A club’s biggest asset probably are its fans. The people, who throng the stadiums, support the team even when they’re not doing well and in the current scenario, buy the clubs’ ridiculously expensive merchandise despite the financial crisis in most countries. These fans do it because it’s their hometown club, they have some sort of attachment to the club, they relate to the club in some way, they admire the clubs’ history, they like the way the club plays its football and many other possible reasons.
With change of times, these football clubs have taken to social media to increase their merchandise sales, reach out to fans for information, as a form of online journalism etc. Almost all top level clubs have an official Facebook and/or Twitter presence where they update news, information, pictures, and minute by minute updates amongst other content strategies. The main focus and primary measurement tool for these accounts are the number of likes and followers that they have. In most cases it’s dependant on the size of the club rather than the work done by the clubs’ social media team.
Real Madrid, for example, has 21 million Facebook likes and more than 2.5 million followers on Twitter. They have done well to cover the senior side and sometimes (barely) give a mention to the Basketball team but have done a woeful job when it comes to covering Real Madrid Castilla. Our youth setup would get no mention, no pictures, no updates and not even an article on the official website! All this while we’ve produced magnificent talent through our youth setup and continue to do so.

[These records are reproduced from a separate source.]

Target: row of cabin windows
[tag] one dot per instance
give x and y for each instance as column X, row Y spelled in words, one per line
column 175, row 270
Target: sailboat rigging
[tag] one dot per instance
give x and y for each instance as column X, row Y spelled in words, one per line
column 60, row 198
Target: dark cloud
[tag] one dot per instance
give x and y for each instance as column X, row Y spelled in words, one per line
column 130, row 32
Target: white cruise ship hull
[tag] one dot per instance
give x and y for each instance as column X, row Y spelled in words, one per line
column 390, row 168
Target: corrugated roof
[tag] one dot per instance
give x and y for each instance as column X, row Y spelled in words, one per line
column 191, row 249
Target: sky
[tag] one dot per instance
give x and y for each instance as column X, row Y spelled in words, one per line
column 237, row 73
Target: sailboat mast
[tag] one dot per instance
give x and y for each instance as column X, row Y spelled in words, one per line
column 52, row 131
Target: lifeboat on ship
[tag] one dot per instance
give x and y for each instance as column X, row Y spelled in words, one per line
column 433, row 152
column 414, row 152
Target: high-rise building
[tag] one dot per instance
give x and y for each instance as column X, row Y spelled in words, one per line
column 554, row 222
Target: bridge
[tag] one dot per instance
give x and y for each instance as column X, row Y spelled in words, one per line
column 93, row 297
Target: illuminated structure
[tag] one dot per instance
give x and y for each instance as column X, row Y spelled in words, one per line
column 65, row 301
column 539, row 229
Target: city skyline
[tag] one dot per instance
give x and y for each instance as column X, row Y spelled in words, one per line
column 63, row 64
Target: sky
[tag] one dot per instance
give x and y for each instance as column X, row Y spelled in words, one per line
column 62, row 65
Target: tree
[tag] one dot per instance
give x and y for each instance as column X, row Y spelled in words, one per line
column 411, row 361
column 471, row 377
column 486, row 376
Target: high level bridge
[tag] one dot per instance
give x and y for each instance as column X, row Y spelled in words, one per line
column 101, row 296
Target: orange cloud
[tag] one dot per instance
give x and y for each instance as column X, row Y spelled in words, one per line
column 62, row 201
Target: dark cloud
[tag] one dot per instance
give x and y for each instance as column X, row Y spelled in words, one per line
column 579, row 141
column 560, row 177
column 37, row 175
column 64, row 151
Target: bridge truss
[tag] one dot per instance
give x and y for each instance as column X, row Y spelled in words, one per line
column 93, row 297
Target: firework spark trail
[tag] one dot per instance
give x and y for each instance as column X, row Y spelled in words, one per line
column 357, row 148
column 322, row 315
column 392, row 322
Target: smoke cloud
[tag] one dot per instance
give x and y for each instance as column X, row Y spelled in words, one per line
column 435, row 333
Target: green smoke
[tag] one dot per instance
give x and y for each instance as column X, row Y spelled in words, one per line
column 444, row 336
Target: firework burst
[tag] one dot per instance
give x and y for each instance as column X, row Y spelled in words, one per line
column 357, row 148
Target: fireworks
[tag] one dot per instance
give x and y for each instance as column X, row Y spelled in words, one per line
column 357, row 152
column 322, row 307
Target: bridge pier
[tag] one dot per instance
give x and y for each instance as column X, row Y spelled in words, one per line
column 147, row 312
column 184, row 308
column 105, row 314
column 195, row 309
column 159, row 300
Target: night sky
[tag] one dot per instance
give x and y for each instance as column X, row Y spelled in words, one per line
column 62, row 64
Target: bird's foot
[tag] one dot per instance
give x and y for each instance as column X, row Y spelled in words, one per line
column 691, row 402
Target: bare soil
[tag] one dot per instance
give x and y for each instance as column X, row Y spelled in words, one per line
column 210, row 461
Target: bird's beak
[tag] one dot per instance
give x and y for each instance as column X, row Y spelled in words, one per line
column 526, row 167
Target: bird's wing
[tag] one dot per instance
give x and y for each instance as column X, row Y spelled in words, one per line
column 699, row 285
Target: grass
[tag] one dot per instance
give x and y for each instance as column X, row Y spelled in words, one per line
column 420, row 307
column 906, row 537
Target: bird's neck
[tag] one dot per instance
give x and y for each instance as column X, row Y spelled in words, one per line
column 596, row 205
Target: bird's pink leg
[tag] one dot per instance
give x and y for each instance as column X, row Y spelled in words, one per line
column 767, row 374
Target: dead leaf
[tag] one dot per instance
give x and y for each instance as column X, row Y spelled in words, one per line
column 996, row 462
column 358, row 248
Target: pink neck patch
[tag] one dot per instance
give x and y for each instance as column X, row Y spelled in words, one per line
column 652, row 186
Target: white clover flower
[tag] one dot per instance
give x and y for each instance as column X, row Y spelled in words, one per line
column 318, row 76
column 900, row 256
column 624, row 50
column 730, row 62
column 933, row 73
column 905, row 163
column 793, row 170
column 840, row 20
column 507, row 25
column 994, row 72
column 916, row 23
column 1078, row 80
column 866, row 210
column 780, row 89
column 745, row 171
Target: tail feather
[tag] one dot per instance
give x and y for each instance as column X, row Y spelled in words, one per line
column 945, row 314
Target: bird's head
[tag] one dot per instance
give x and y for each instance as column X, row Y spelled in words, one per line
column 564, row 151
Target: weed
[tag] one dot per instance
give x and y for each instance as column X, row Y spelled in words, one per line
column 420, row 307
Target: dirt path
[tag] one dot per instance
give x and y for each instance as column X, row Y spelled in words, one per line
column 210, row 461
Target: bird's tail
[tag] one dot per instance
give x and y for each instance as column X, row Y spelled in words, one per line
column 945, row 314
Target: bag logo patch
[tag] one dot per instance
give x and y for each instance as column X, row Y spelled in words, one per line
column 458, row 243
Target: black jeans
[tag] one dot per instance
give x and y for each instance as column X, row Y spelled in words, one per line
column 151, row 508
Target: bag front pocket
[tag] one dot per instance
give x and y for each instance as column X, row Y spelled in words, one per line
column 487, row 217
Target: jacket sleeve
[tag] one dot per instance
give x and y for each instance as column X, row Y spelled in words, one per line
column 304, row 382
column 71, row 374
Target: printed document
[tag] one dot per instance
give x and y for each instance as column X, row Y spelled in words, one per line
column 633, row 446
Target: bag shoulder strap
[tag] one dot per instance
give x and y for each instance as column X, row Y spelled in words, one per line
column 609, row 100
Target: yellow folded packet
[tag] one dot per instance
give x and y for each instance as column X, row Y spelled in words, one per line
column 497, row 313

With the official Real Madrid account not doing anything to cover our youth sides, some Madridistas decided to publish information through their Twitter account without any help from the club or the journalists. They would get the information from various sources, put in their hard work and be trust worthy sources of information for our Canteranos. It wasn’t just restricted to Castilla but also to Real Madrid C and the Benjamin sides. One of them – Jaime King, used to tweet under the name @LaFabrica bearing the Real Madrid logo. He was made to change his Twitter handle and display picture or be taken to court. My simple question, why can’t the club let the guy do what he’s doing better than them? Ofcourse, if the matter is indeed taken to court then Real Madrid with its might and power will win over a “fan”.
A few months later, having changed his name and display picture, Jaime would continue to do the good job that he was doing – providing updates during a game, news and information, upcoming games etc. This time the club didn’t take any action against him or anyone for that matter but attacked all accounts covering La Fabrica by calling them FAKE and on the 8th November announcing a new account meant just for La Fabrica.
I would have understood if the club would have called these accounts as unofficial, which would have been true but why the need to call every other account as “FAKE” when in fact, they’re doing a much better job than what they are!
Seeing this as a step too far – Jaime decided to stop tweeting about the Canteranos COMPLETELY. I understand his decision but as a fan, I wish he would reconsider. He along with the girls at Furia Valkyria and RealMadridCastilla Live are doing an amazing job to cover the Canteranos (they’re a must follow, if you aren’t following already).
I had the opportunity to talk to the girls from Furia Valkyria about the decision and their love for the club and the youth setup. They plan to continue working on the blog and the Twitter account as much as they can.
The problem’s not so much with them calling us “unoficial” (which we are) as with them calling us “fakes”. “Fake” implies a will to supplant an identity, and that’s never been our purpose. What we’ve all been doing is sharing information with the public about a section of the club that’s been widely ignored: what should be their work, if you want, only they weren’t doing it. We don’t make a profit from this, and we don’t have any special access to the information. We’re just doing it because we love the club and its cantera, and we’re not the only ones.
And about Jamie, well, it’s quite clear that he’s always been singled out, and that it looks like a personal feud. But even leaving that aside, the way the club’s handled his particular case has been cowardly and just plain sad. They have the footballers themselves at hand, the means to acquire information, the bigger broadcasting opportunities. They could’ve just opened the account and (finally) done their job, leaving the rest of us in peace, but they had to make Jamie close his as if he was some kind of threat to them. What we get from this is that they don’t like the competition, but instead of trying to win the people over with quality, they’re forcing themselves onto them. I’m willing to bet the fans won’t like that, though.
Thankfully, they’ve not been contacted by the club just yet or been under any threat for that matter.
We’ve never had any kind of contact with people from club, nor do we know anyone from inside. It’s just us, being merrily ignored (at least for now).
Even though the Jaime has been threatened to be sued, the girls are determined to continue and have no reason (yet) to worry.
We’ll continue our work as we’ve always done it. As I’ve said before, we’ve never been contacted (nor threatened with suing) by the club, so we’ve got no reason no change our ways. Hoping it stays like that.
I wish to thank Naru, Mer, Ela and Val from the team for answering the questions and sincerely hope they continue to do what they love without any threats.
At this point, I would like to question the club and its policies towards its fans on social networks. Will they continue to use their might against their own fans? Why was Jaime singled out when, to be honest, many of us have display pictures bearing the clubs’ escudo?
P.S. This is not a personal jibe towards anyone and wish that this is maintained.